Train a small model to mimic a large one.

Distillation transfers knowledge from a big model to a smaller one, keeping most capabilities but reducing compute needs.

  • Faster
  • Cheaper
  • Great for edge devices

6. Retrieval & Reasoning
#

RAG (Retrieval-Augmented Generation)
#

LLMs don’t “know” facts — they predict text.

RAG pipeline:

  1. Retrieve documents
  2. Rank relevance
  3. Generate using retrieved context

This:

  • Reduces hallucinations
  • Improves factual accuracy

By combining LLMs with external knowledge, RAG ensures outputs are grounded in real data rather than just model memorization.


Chain-of-Thought (CoT)
#

Encourages step-by-step reasoning.

Useful for:

  • Math
  • Logic
  • Multi-step questions

CoT prompts make the model “think out loud,” improving multi-step reasoning performance.


Zero-Shot & Few-Shot Learning
#

  • Zero-shot: Just instructions
  • Few-shot: Add 2–5 examples

Prompt quality often matters more than model size.

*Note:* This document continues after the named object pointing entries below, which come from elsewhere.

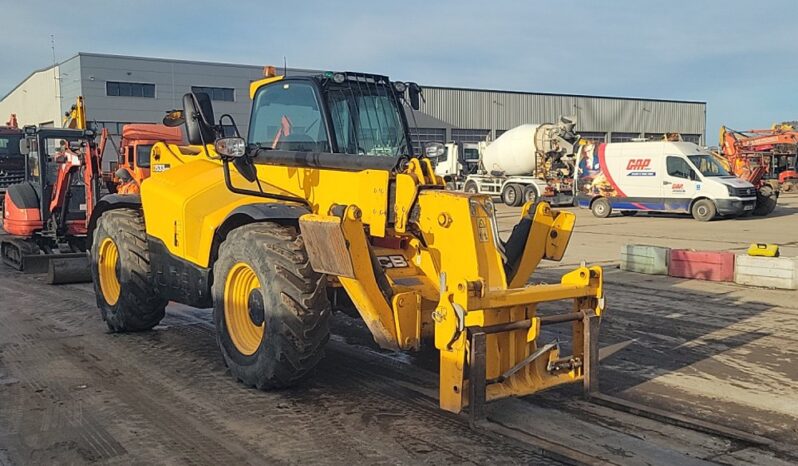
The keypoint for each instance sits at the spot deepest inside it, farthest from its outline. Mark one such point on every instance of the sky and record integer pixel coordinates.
(738, 56)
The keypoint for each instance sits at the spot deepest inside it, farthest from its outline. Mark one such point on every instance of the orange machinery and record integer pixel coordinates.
(133, 165)
(45, 216)
(765, 158)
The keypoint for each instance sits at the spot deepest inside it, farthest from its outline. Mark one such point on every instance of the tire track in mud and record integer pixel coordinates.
(165, 396)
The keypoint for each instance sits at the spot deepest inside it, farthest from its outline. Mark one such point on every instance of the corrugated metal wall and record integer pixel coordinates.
(477, 109)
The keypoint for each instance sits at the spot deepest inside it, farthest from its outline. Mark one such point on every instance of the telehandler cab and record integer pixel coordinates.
(327, 193)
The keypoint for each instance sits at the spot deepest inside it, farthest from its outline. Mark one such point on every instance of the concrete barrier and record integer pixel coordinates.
(716, 266)
(645, 259)
(769, 272)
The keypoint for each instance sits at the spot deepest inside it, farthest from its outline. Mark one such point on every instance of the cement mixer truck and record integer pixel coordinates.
(530, 162)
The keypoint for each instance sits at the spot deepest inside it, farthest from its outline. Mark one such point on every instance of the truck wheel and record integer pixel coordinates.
(703, 210)
(120, 269)
(765, 205)
(601, 208)
(270, 308)
(512, 195)
(530, 194)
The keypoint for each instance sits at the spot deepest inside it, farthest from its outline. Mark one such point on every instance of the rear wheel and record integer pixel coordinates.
(601, 208)
(270, 308)
(765, 205)
(704, 210)
(512, 194)
(120, 269)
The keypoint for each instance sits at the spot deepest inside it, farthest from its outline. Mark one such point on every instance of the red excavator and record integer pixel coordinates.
(133, 166)
(45, 217)
(765, 158)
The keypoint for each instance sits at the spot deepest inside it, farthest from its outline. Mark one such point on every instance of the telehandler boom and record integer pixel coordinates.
(325, 197)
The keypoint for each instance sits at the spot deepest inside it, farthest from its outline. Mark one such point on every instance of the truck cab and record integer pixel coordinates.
(659, 176)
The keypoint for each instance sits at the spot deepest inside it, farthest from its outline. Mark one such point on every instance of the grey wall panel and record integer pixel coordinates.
(503, 110)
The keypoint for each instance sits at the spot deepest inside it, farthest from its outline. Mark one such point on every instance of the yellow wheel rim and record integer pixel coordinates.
(243, 308)
(107, 264)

LLMs can perform tasks without explicit training, but giving examples usually boosts accuracy.


7. Scaling Tricks
#

Mixture of Experts (MoE)
#

  • Many expert sub-models
  • Only a few activate per input

Result:

  • Massive models
  • Lower inference cost

MoE allows enormous models to exist without making every computation expensive by activating only relevant “experts” for each input.


Adaptive Softmax
#

It speeds up prediction for frequent words while using fewer resources for rare ones.

  • Optimizes large vocabularies
  • Faster training
  • Lower memory usage

8. Challenges & Limitations
#

LLMs are powerful tools but come with technical, ethical, and operational challenges that must be managed.

  • High compute cost
  • Bias from training data
  • Hallucinations
  • Limited interpretability
  • Privacy & data leakage risks

Final Thoughts
#

This cheatsheet is not exhaustive, but it covers:

  • How LLMs work
  • How they’re trained
  • How to control them
  • How to deploy them wisely

Mastering these concepts is often enough to reason effectively about LLM behavior, limitations, and trade-offs in real systems.